Self-adaptation equips a computing system with a feedback loop. This feedback loop resolves uncertainties that were difficult to anticipate before the system was deployed, such as sudden changes in the availability of resources and fluctuating workloads. One of the key challenges of engineering self-adaptive systems is ensuring that the system complies with the adaptation goals, regardless of the uncertainties. A prominent approach to tackle this challenge is the use of formal approaches at runtime. In this talk we explain the basic principles of self-adaptation and zoom in on decision-making using formal approaches. We illustrate these principles for ActivFORMS (Active FORmal Models for Self-adaptation), an approach that we developed in our research group. ActivFORMS spans four main stages of the life cycle of a feedback loop: design, deployment, runtime adaptation, and evolution. We give an overview of ActivFORMS and zoom in on one of its distinct features: the use of statistical model checking of runtime models to select adaptation options that realise the adaptation goals with a required level of accuracy and confidence. We use an Internet of Things application for building security monitoring as illustrative case.
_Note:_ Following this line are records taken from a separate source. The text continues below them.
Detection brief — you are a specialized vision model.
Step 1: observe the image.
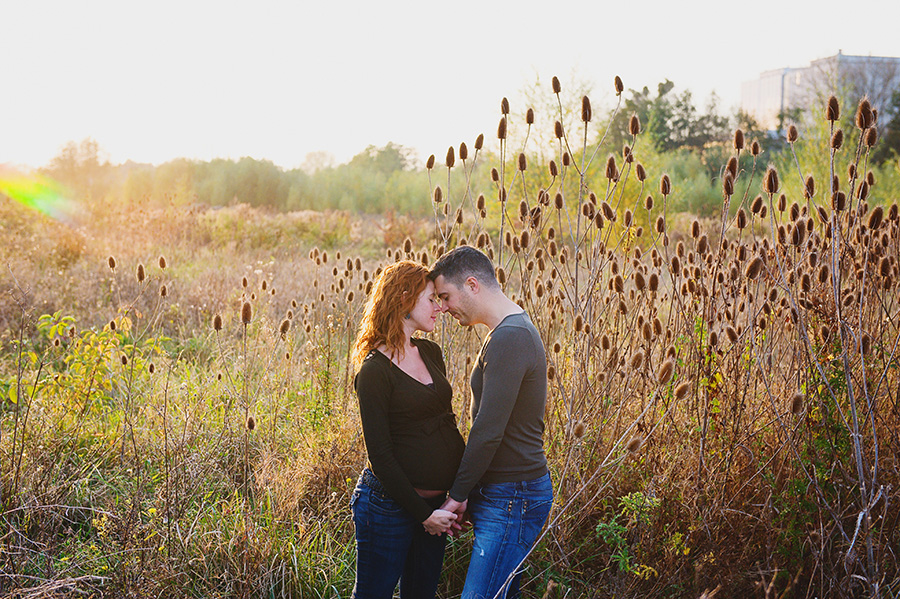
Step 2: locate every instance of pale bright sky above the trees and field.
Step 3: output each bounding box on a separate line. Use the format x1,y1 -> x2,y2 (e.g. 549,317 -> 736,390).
0,0 -> 900,169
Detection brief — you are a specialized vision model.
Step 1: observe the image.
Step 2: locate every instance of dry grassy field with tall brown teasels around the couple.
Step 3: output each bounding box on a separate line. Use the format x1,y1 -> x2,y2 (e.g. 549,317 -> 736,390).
0,86 -> 900,598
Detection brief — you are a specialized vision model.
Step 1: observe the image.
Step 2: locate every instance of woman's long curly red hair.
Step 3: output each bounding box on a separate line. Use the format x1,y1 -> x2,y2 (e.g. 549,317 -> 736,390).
353,260 -> 428,366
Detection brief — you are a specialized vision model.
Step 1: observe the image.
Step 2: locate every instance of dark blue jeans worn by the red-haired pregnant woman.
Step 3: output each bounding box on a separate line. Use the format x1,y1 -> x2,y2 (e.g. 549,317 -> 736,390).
350,471 -> 447,599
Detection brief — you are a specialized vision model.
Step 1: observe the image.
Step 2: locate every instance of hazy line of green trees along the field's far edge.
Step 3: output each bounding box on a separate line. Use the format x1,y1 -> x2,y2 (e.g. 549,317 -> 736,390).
42,80 -> 900,216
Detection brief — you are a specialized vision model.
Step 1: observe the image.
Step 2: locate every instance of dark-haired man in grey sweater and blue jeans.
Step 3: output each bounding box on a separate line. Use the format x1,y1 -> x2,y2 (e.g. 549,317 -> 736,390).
428,246 -> 553,599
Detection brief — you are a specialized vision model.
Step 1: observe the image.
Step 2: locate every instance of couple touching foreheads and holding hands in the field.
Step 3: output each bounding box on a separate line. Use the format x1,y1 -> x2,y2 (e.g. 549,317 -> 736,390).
351,246 -> 553,599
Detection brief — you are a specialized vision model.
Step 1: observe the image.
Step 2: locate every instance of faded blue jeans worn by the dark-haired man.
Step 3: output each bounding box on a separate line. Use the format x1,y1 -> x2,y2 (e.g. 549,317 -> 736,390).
462,474 -> 553,599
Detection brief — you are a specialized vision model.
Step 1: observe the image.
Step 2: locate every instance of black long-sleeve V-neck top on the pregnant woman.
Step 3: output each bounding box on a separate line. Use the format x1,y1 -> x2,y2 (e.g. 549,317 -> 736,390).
354,339 -> 465,522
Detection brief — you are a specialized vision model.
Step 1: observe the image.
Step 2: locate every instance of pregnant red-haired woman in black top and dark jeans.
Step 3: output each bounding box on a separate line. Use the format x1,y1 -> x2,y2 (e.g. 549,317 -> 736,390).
351,261 -> 465,599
Danny Weyns is a professor at the Katholieke Universiteit Leuven, Belgium; he is also affiliated with Linnaeus University, Sweden. The research of Danny’ team is centred on the engineering of self-adaptive systems. His particular focus is on achieving trustworthiness of self-adaptive systems that operate under uncertainty. To that end, he combines runtime models that represent uncertainty as first-class citizen with verification techniques at runtime in order to provide assurances for the required adaptation goals. Validation domains include service based systems, cyber-physical systems, and the Internet of Things. Danny recently authored the book “An Introduction to Self-adaptive Systems: A Contemporary Software Engineering Perspective” that was published by Wiley.